“The Number Race”: an efficacy study of an adaptive software in 5-to-7-year-old New Zealand children with low numeracy.
Degree GrantorUniversity of Canterbury
Degree NameMaster of Science
Computer-assisted interventions designed to remediate low numeracy and developmental dyscalculia (mathematical learning disability) have been utilised in preschools and kindergartens with some efficacy for over thirty years (Clements, 2002). A recent development in this field is ‘adaptive game’ technology, which adapts task difficulty online as children learn. The Number Race is the first such package for mathematics.
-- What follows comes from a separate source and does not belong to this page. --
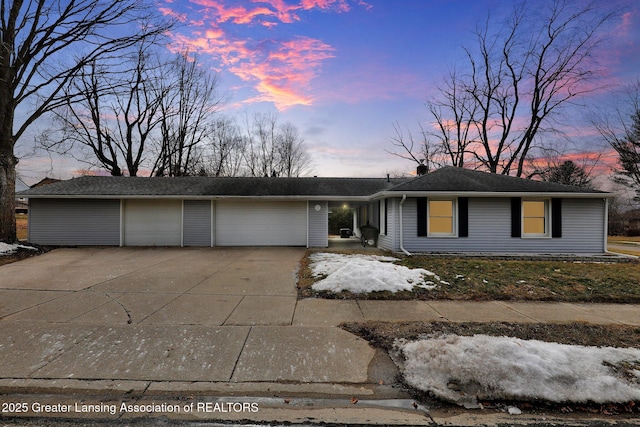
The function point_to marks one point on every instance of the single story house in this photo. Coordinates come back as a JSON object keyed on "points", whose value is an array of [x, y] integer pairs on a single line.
{"points": [[450, 210]]}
Previous efficacy studies suggest its use results in an improvement in core measures of early numeracy, such as speed at enumerating 1-3 objects (subitizing) and comparison of numerals and groups of objects. The present study tested the efficacy of a new version of The Number Race (version 3.0) using New Zealand English and incorporating new instructional factors, in a younger population than most previously tested. Participants were twelve 5-to-7-year-old children and a typically developing control group matched on age and sex (n = 12). Following pre-testing using standardised tests and a computerised battery, children in the intervention group used The Number Race for twenty minutes each school night, for one month. Post-testing results showed that there was a significant improvement in counting and subitizing speed for the intervention group. Participants also became faster and more accurate at comparing numerals. There were no significant changes in standardised mathematics scores. The mental number line task did not show any significant differences before and after intervention but a wide variety of patterns and possible use of strategies were revealed. Overall, this new version of The Number Race seems to have modest effects in this population.